Tyche (read: ty-kee), is the (possibly) newest planet discovery made by two scientists using NASA’S Wide-Field Infrared Survey Explorer (WISE) telescope. It was found in the Oort Cloud on the edge of the solar system, lurking behind the planet formerly known as Pluto, in what appears to be the galaxy’s hardest game of hide-and-seek to date.
I knew I should have suspected something when Tyche told me to count to 5.6 billion. Olly olly oxen free!
The two astrophysicists who found the giant, Daniel Whitmire and John Matese, hail from the University of Louisiana at Lafayette. They expect the first batch of data on Tyche to be released around April, and hope that the planet will reveal itself in about two years. Some scientists, however, are not so excited, and doubt the existence of the planet— apparently, the hunt for Tyche has been on since 1999.
Once the huge, hydrogen/helium entity can be more closely pinpointed, it will be up to the International Astronomical Union (IAU) to decide whether it can be classified as a planet or not. It’s possible Tyche may have been formed around a different star and then captured by our Sun’s gravitational field, which apparently is a deal breaker.

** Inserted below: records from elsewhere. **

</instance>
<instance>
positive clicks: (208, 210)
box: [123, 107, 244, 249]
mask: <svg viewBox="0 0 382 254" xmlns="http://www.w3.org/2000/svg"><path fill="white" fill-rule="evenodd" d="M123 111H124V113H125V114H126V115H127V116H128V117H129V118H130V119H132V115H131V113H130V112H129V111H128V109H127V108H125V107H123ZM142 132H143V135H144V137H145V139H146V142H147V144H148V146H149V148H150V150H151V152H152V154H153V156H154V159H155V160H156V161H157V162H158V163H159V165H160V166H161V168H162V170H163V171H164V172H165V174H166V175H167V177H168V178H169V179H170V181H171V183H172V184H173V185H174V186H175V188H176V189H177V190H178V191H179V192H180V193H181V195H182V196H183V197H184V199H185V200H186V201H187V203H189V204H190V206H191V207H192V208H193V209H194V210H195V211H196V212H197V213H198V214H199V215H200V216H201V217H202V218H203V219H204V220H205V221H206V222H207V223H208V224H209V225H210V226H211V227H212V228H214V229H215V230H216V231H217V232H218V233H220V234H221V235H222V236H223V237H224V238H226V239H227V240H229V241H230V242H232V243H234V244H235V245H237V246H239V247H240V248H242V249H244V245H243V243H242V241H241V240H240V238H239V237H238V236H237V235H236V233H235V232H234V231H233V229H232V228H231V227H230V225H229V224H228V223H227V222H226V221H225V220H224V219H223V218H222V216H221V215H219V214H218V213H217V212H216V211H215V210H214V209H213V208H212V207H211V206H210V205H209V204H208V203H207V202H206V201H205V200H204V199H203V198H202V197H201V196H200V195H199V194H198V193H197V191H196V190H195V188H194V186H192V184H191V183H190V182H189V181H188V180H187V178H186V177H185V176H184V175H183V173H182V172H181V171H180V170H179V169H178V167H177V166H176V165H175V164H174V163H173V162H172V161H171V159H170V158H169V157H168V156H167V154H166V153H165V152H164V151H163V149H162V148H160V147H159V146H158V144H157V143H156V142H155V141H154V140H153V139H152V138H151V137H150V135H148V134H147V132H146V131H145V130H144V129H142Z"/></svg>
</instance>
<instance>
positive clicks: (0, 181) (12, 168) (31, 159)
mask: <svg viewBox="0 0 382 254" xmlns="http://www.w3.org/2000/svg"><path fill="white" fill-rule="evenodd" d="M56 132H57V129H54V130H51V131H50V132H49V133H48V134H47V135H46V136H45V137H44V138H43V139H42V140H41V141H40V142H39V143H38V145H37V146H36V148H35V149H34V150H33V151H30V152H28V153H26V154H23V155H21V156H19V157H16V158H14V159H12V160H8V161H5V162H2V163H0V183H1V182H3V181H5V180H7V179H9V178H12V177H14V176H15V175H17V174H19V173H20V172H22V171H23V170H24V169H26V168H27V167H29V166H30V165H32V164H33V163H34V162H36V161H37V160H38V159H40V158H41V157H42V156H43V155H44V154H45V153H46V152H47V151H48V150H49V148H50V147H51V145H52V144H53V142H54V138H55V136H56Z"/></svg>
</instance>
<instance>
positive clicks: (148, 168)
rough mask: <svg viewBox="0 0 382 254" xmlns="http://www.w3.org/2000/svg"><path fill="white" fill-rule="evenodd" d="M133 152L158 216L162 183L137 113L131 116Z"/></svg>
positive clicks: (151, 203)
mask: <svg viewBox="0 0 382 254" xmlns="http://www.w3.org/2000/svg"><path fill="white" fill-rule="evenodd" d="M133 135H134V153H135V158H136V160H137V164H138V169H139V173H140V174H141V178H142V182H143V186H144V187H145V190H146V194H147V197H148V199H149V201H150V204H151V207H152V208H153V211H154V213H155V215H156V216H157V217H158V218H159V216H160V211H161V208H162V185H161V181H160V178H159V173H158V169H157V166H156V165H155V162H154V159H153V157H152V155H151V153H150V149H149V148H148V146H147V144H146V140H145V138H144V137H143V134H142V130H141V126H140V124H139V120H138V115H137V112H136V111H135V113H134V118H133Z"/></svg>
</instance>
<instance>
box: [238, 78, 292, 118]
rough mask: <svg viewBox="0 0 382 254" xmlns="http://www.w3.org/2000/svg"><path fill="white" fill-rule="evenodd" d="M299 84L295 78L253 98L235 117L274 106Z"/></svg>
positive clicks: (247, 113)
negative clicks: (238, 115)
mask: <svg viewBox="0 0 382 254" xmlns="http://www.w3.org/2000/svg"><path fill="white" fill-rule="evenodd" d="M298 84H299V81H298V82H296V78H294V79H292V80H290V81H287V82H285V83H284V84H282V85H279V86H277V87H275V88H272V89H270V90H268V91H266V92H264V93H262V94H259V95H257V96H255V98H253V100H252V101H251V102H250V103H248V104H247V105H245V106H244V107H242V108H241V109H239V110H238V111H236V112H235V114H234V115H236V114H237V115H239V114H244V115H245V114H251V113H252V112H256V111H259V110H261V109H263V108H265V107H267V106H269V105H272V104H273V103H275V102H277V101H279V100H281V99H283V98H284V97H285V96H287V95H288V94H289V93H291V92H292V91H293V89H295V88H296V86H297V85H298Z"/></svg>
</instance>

I’m sure you all remember a few years back when Pluto was demoted from planet to mere Kuiper Belt object— that’s like going from Varsity Football player to Chess Club cheerleader.
If proved to be right about Tyche’s existence, then I guess it’s true what they say, “It’s always in the last place you look.” Speaking of, can one of you astrophysicists check the most remote part of the solar system for my keys?